The Essar Foundation is based on the 3E structure — education, environment and entrepreneurship. Its initiatives among children are necessarily focused on education.
In January this year, on the occasion of the nation's 63rd Republic Day, students in the districts of Dantewada, Sukma and Jagdalpur in Chhattisgarh state and Malkangiri in Odisha state received scholarships from the Foundation. At Jagdalpur, Chhattisgarh Chief Minister Dr Raman Singh, awarding the scholarships, said: "Such corporate activities contribute to the state government's initiatives to boost higher education, especially in underprivileged areas."
Around Dabuna in the tribal dominated Keonjhar District of Odisha, the Foundation has undertaken support to local schools by providing teaching and learning materials and school uniforms. Essar Steel has also extended support to annual sports events at the local schools in Dabuna and in the peripheral villages. At Purunadihi Village, about 200 students from Gupteswar High School, Indira Smruti Vidyapitha, and Camp UP School, Dabuna, gathered at the annual sports competitions under the watchful eyes of not only their teachers and parents, but also the indulgent smiles of many Essar Steel employees.
And in Jagatsinghpur District, Odisha, students of Sri Satya Sai Jnana Vikash School in Kujang Block now have a reason to smile. The school, which is the operational area of Essar Steel in Paradip, has recently been provided with a school bus for the students. This is the only school in Jagatsinghpur District that provides holistic education to children from two gram panchayats — Bhutmundai and Pankapal. The bus provides services to the children of 12 villages under the two panchayats, namely Bhutmundai, Santara, Kujang, Jagannathpur, Kothia Sahi, Sandhapur, Taladanda, Pathuria, Agapal, Bhaguathela, Bagai and Badapal.
According to the school headmaster Mr Dinabandhu Senapati, enrollment has increased from 195 students in 2010-2011 to 265 students in 2011-2012. He attributes the increased enrollment figures to the transportation facility provided by the new school bus.
Essar Steel is not restricting its involvement to donations.
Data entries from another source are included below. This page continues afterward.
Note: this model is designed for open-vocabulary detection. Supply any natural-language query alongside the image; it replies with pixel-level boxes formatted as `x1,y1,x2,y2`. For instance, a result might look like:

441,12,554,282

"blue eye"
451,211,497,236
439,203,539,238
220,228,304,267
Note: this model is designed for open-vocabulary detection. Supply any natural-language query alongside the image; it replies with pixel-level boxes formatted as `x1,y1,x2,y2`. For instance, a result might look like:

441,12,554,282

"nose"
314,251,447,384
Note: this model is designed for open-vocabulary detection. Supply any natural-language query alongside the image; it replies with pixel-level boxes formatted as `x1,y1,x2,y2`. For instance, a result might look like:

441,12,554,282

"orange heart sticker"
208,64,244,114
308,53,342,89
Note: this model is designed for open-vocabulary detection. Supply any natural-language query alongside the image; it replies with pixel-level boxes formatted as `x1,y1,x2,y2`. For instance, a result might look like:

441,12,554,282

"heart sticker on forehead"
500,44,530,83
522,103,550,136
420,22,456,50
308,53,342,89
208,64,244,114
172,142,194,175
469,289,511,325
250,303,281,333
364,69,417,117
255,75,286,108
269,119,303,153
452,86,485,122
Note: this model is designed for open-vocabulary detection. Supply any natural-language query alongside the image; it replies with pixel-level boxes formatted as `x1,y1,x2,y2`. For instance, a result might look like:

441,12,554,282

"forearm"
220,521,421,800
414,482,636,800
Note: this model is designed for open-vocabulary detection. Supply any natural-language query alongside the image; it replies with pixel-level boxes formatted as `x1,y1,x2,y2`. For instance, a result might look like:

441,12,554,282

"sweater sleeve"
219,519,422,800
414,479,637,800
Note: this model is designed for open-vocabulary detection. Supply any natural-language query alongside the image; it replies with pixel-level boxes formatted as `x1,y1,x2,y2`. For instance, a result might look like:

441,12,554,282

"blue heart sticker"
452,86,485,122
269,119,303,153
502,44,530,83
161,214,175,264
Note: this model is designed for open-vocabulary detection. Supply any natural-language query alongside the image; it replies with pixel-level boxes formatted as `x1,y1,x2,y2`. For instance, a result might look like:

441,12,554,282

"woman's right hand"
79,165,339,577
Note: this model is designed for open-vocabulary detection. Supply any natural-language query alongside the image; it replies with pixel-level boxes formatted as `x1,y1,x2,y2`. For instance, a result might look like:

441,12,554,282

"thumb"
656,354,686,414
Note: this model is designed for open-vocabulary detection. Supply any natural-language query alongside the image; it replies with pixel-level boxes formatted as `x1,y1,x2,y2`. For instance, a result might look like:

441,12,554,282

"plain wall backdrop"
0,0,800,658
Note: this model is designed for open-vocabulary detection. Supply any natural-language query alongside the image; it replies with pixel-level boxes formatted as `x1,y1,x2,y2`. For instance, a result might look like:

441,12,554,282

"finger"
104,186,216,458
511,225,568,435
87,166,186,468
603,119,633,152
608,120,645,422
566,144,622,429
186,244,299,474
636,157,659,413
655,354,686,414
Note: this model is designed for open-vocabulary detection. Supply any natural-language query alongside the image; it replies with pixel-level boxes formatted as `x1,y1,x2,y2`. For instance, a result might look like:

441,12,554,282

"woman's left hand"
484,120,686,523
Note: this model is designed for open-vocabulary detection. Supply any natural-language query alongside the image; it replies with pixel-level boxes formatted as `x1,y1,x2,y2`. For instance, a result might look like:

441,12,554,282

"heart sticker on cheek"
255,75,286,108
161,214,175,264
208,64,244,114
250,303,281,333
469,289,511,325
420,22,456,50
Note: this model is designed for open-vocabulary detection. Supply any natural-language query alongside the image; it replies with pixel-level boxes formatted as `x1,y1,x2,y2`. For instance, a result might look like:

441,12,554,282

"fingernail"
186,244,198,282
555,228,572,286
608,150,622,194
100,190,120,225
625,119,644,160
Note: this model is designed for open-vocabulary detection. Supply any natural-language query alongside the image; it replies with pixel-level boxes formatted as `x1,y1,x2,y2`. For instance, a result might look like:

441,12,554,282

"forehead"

It has committed itself to close engagement with the school by planning for the constitution of a community-based school supervisory committee for ensuring better learning outcomes, providing educational equipment, support for extracurricular activities like music and sports, and support for teachers' training programmes.
Across the state border, other initiatives are under way. For the children at the orphanage run by Purbachal Anand Foundation at Barjora, in District Bankura, West Bengal, the Essar Projects team members (working on the Matix Fertilisers project in Durgapur) came like angels on a chilly December morning in 2011. Taking time off from work, the team members descended on the orphanage with blankets and kitchen utensils to the joy of both the children and staff at the orphanage.
And Essar employees also helped to raise funds to support the nearby centre at Durgapur, run by the Society for Handicapped Orientation Program and Education (HOPE). About 80 children with orthopaedic disabilities, autism and cerebral palsy, among other handicaps, benefit from the services and facilities available at the HOPE centre.
But one of the most interesting and creative initiatives by Essar Foundation is an experiment in social integration being tried out in western India. On the opposite coast from Odisha and Bengal, in Gujarat, an effort is under way to bridge the urban-rural divide. Essar Foundation organized a unique programme at Vadinar in December 2011. On the lines of a student exchange programme, the event had children from Essar Nand Vidya Niketan (NVN) School, Vadinar, making a trip to Timdi Village and interacting with their rural counterparts. About 150 children from the Timdi School (Classes I-VIII) and about 70 from NVN School (Classes VII and VIII), gathered in the village school to spend the day together.
The programme started with the children and teachers of NVN joining the morning assembly at Timdi, extending this to a cultural programme with varied acts presented by the children of both schools. Lunch was a simple Gujarati meal, including 'bajre ka rotla' (Indian bread made of pearl millet), 'aalu bhajji' (a dry potato dish), and 'chhaas' (buttermilk), served in typical rural style.
A Transect Walk was arranged after lunch, during which the children of NVN School went around the village with their Timdi School counterparts to understand how a village is structured, socially and physically. An inter-school cricket match among the boys, and kho-kho match among the girls rounded off the eventful day, a small effort towards bridging the urban-rural divide.